A compelling element in the exhibition “Without Innocence”, as well as in other works of Zankov from this period, is the deformation of the artistic understanding of the idea of “beautiful”. It is equated with the ‘attractive’ based on the immediate experience of the desire to consume goods or bodily desires – an ‘aesthetic of disillusionment’, as Philip Zidarov would say. “No Foreigners” from 1993 is branded with the logo of a local modelling agency and marked with the pink spray. In an auto-interview, the artist talks about his grandfather – a sculptor and his grandmother – a prima ballerina, and about an original Degas pastel that they had. “In my vague memories of my early childhood there are dim silhouettes of ballerinas hanging on the walls.” Fading memories of a time of innocence.

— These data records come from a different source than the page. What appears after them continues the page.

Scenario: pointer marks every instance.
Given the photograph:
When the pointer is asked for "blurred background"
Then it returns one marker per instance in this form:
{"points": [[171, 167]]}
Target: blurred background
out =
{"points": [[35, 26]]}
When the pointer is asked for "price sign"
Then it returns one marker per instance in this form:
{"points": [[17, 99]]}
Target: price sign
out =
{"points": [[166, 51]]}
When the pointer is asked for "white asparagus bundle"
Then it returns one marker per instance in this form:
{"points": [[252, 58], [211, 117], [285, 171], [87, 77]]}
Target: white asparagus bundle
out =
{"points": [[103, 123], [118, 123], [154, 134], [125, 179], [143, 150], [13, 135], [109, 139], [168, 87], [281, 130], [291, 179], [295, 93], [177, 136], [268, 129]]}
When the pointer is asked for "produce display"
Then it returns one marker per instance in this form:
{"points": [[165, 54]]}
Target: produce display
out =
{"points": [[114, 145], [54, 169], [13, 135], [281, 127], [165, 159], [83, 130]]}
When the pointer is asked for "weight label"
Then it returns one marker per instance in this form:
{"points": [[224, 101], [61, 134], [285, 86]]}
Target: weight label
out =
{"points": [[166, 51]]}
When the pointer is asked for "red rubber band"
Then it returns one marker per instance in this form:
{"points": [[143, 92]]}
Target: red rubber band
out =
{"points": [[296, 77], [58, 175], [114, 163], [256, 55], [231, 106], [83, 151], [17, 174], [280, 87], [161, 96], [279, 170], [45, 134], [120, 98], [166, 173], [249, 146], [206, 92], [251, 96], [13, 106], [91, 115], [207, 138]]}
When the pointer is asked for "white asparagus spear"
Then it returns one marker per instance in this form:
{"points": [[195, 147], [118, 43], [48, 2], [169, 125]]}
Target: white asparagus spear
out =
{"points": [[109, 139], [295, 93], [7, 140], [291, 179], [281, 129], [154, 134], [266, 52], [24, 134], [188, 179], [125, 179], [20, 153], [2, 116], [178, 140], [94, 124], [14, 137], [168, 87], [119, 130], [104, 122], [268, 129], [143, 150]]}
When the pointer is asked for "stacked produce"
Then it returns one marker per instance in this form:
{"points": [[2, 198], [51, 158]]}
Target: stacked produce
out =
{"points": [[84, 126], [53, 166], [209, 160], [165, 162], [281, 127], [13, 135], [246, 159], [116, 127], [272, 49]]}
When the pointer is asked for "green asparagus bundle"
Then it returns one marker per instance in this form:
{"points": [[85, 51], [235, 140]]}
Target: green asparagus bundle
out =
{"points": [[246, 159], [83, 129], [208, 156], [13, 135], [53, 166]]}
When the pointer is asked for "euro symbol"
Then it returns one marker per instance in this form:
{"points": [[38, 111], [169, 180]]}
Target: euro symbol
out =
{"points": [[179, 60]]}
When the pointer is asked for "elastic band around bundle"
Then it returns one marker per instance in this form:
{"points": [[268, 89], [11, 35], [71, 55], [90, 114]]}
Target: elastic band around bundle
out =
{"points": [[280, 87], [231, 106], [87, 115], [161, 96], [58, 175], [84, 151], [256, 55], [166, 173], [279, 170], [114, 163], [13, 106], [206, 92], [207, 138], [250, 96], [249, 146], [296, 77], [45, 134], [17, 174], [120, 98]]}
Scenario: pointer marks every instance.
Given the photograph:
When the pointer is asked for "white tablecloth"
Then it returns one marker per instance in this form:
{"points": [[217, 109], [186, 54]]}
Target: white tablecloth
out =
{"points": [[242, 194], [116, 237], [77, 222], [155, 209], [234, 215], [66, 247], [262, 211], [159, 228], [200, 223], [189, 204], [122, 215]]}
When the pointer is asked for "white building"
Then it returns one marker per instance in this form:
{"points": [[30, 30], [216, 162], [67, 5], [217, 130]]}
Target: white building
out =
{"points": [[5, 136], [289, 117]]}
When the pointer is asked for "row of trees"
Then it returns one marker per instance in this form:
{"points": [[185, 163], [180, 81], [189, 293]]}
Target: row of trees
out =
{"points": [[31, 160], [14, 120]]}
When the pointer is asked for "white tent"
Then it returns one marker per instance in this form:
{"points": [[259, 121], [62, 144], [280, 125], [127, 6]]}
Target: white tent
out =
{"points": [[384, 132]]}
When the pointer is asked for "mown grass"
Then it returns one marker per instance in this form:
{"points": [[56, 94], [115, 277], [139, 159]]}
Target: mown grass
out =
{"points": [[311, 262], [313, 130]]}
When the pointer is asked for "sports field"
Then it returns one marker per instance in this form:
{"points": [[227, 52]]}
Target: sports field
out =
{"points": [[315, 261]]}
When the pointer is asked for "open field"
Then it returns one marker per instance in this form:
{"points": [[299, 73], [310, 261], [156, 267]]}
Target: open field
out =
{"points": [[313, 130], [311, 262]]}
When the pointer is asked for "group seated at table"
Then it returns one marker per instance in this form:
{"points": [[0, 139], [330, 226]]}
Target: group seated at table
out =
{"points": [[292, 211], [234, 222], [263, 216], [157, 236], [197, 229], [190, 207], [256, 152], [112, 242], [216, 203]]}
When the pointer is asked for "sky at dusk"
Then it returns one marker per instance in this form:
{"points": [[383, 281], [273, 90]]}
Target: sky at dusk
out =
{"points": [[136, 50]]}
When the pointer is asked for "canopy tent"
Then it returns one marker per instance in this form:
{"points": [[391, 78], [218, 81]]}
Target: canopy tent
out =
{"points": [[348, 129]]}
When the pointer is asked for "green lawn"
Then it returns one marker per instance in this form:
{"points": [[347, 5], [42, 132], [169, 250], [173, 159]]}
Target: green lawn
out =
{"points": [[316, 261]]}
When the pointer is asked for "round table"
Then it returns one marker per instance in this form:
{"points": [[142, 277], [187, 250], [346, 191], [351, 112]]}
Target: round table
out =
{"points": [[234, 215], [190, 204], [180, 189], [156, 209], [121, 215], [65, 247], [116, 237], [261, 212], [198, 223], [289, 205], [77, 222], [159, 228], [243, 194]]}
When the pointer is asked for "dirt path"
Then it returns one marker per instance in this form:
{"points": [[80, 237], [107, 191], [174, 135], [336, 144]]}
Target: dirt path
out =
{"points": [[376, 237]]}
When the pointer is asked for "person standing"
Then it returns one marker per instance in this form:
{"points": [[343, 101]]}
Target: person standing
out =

In the painting “Fading Memories” from 1994, even the composition itself speaks of how the make-up beauty from the period of the transition to liberal democracy turns away from Debelyanov’s sentimental poetry from the textbooks. If the era of socialism censored eroticism in art, high art in the 1990s mocked the sentimental, the idealised, and all the visible marks of the old craft. By education, Zankov is a sculptor and his first paintings were untouched by the heavy hand of academic painting. The images come directly from photos in fashion magazines and from advertisements. Before this painting here also referred to photography with the pretence that it thus reflects the true reality, but in fact they used to manipulate it. In 1995, Boris Danailov wrote that Zankov was “far from the requirements of normative aesthetics, which still dominate Bulgarian art. Without the depiction of flailing fists and low-faced “grave diggers”, without the until recently obligatory references to dubious heroic traditions, Vencislav Zankov is too current…”. Indeed, in 1995 it seems that democracy is here and the transition is already underway, but the change only touches the surface – the source photo has gone from propaganda to advertising.
Daniela Radeva
Ventsislav Zankov (1962). Graduated with a degree in Sculpture at the National Academy of Arts in Sofia in 1988. Over the years, he has been behind many initiatives and curatorial projects, including the weekly [close-up] discussion club in Hambara (2004-2008), the newspaper 39 grams (2005-2008), the Ventsislav Zankov Foundation for Contemporary Art (founded in 2009), the Ventsislav Zankov Iron Medal for Contemporary Art (founded 2010), “Everything on Man” (2004-2008) together with the Goethe Institut – Bulgaria, “White, male, straight” project (2002) with the support of Swiss cultural program for Bulgaria Pro Helvetia. Curator for Bulgaria of international video art projects organised by Magmart, Italy (2013-2019). His most recent individual projects feature: They Are Still Here, prospective exhibition, Credo Bonum Gallery (2022); V&V EPICRISES, Vaska Emanuilova Gallery /SCAG/ (2021); In Front of Me, large-format painting, sculpture and neon, Rayko Aleksiev Gallery, UBA, Sofia (2020), The Last Burghers of Calais, sculpture, construction site NBU (2016) and Artium, Serdika Center (2016), etc. He has participated in numerous group exhibitions and other events. Ventsislav Zankov is the author of numerous publications in periodicals and on the Internet.